Nick Clegg is expected to appoint Danny Alexander rather than Vince Cable as the Liberal Democrats' main economic spokesman at next year's general election.

The move follows a power struggle between Mr Alexander, who has worked closely with George Osborne as his Treasury deputy, and Mr Cable, the Business Secretary, who is closer to Labour than the Conservatives.

Mr Cable was shadow Chancellor in the run-up to the 2010 election. He was described as the "sage of the credit crunch" after predicting the housing market collapse and banking crisis. Some Lib Dem MPs hoped he would return to the key economic post for next year’s campaign.

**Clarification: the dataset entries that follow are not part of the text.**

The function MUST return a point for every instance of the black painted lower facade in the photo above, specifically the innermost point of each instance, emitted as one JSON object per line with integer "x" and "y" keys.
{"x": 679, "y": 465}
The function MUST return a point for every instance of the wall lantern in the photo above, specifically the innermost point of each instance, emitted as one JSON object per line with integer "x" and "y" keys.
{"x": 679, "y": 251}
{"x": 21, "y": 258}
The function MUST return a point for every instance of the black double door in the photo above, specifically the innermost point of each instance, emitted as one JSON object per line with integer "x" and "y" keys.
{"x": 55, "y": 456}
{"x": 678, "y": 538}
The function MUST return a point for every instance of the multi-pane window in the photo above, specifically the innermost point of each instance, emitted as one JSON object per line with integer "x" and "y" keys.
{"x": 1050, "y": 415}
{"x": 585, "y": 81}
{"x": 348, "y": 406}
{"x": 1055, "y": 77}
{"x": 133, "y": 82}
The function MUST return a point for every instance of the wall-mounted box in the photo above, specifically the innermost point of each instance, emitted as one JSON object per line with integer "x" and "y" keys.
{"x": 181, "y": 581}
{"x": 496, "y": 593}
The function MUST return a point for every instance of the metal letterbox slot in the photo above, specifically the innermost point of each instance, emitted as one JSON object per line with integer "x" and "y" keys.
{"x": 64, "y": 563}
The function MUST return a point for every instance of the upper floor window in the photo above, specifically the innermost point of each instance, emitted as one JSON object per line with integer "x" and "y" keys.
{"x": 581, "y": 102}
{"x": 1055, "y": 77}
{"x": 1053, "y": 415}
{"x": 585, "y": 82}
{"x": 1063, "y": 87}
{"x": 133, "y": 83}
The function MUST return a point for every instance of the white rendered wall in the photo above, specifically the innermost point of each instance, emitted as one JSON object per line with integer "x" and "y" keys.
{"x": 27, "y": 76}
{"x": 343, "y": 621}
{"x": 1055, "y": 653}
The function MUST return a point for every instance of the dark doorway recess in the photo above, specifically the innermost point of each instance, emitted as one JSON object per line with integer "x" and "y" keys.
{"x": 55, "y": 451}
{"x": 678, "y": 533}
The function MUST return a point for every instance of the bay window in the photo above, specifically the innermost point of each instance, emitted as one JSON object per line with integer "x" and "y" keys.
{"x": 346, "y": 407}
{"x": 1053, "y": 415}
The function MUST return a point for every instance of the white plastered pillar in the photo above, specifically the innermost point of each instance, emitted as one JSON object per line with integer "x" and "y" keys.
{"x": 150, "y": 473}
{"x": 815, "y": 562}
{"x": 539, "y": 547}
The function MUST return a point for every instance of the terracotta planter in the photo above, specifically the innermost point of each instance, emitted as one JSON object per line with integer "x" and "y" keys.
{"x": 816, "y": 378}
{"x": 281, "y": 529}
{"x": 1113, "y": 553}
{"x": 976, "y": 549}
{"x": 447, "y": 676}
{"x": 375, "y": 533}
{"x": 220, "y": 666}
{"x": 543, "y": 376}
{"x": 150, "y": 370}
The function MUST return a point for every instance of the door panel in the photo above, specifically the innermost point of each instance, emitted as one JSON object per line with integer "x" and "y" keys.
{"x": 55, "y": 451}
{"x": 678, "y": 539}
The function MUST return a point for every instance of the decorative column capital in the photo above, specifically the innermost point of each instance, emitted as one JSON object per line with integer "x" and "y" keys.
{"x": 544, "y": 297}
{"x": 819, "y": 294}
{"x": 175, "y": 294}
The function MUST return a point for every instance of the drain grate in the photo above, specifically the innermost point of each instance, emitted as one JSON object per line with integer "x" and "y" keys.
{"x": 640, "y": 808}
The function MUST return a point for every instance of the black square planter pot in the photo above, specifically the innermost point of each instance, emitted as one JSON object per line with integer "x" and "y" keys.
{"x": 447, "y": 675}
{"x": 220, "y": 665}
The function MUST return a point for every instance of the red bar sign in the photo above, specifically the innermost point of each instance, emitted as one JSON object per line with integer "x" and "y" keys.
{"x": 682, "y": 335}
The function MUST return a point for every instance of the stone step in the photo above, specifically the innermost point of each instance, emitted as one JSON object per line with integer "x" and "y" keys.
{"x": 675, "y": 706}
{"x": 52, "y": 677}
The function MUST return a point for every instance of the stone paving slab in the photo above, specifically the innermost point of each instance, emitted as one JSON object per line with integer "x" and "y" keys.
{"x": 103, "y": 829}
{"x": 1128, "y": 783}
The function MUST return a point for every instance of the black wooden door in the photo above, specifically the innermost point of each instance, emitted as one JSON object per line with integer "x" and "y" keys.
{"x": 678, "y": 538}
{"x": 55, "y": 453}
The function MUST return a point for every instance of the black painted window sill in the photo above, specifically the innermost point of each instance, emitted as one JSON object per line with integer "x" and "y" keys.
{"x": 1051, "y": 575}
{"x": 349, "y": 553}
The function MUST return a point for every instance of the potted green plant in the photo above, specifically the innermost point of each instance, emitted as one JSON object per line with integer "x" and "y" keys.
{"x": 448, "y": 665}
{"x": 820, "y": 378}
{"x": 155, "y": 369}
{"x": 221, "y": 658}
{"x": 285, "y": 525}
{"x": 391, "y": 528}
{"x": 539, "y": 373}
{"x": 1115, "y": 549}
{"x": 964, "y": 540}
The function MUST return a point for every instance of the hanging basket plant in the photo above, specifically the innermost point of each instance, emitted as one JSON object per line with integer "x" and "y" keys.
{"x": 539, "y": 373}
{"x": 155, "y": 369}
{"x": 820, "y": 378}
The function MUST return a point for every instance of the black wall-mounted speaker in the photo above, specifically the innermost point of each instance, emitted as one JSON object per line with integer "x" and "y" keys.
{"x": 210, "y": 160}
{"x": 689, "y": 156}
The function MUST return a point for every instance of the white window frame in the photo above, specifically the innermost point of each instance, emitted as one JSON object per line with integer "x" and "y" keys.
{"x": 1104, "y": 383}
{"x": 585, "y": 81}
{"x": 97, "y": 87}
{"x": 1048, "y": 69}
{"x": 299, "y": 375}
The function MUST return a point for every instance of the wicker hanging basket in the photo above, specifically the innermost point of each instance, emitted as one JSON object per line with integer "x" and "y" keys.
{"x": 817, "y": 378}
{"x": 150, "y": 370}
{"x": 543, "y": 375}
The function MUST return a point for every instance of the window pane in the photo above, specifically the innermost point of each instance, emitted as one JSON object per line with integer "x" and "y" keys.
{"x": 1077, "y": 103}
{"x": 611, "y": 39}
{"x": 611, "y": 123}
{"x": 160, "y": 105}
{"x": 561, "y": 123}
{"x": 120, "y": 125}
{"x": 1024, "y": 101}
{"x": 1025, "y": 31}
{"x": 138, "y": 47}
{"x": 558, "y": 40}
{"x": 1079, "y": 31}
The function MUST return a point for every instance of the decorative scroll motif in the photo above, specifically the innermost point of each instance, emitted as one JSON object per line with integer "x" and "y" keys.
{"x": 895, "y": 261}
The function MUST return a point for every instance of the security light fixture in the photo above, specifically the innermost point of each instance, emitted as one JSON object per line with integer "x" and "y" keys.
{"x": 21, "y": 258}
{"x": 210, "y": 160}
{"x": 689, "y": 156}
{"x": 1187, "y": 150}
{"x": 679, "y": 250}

But in the clearest sign yet that the job will go to his younger rival, Mr Clegg and Mr Alexander have written a joint article setting out the Lib Dems' stance on tax and spending in the 2015-20 parliament.

While they share the Conservatives’ goal of balancing the nation’s books by 2017-18, they accuse the Tories of being “wedded to austerity for austerity’s sake.” They say the Lib Dems have a “profoundly different approach”, rejecting Mr Osborne’s plan for £12bn of further welfare cuts and proposing taxes rises for the very wealthy. In an important change, they want borrowing limits relaxed for investment projects which ensure  economic growth and financial stability – including the building of 300,000 houses a year.

Today, Lib Dem sources said no final decision had been taken yet on who would take on the economic portfolio.

In part, the promotion of Mr Alexander would be seen in part as a reaction to the plot by Mr Cable's friend Lord Oakeshott to oust Mr Clegg after the Lib Dems' poor performance in last month's Euro and local elections.

Lord Oakeshott commissioned opinion polls on whether the party would do better with another leader. Mr Cable, the man most likely to take over if Mr Clegg was removed before the general election, distanced himself from the former Lib Dem peer but admitted he knew about some of the polls.

However, there were already signs before the failed coup that Mr Alexander could beat Mr Cable to the economic post. He is closer to Mr Clegg than the independent-minded Mr Cable.

The Business Secretary is said to be relaxed about "labels" and confident he will still play a role on economic affairs in the election campaign. Mr Cable has been calling for months for curbs on mortgage lending to prevent a housing bubble, which Mr Osborne announced on Thursday.

Ironically, Lib Dem MPs believe the new fiscal policy set out in the Clegg-Alexander article marks a significant shift towards Mr Cable's long-standing approach and takes the Lib Dems closer to Labour.

Some grassroots Lib Dems have accused Mr Alexander of “going native” at the Treasury and locking the party into “Osbornomics”. They regard the move away from “the politics of austerity” as a welcome admission that it damaged the Lib Dems at last month’s elections.

“The new fiscal policy is what Vince has been seeking for four years and Danny has been resisting,” said one Lib Dem MP.

Allies of the Deputy Prime Minister recognise Mr Cable’s experience and expertise but have said previously that he sometimes behaves more like an economic commentator than a Cabinet minister. They regard Mr Alexander as a safer pair of hands for the heat of an election. Mr Clegg’s faith in the Treasury Chief Secretary was shown when he put him in charge of planning for post-election period, a crucial role in the event of another hung parliament.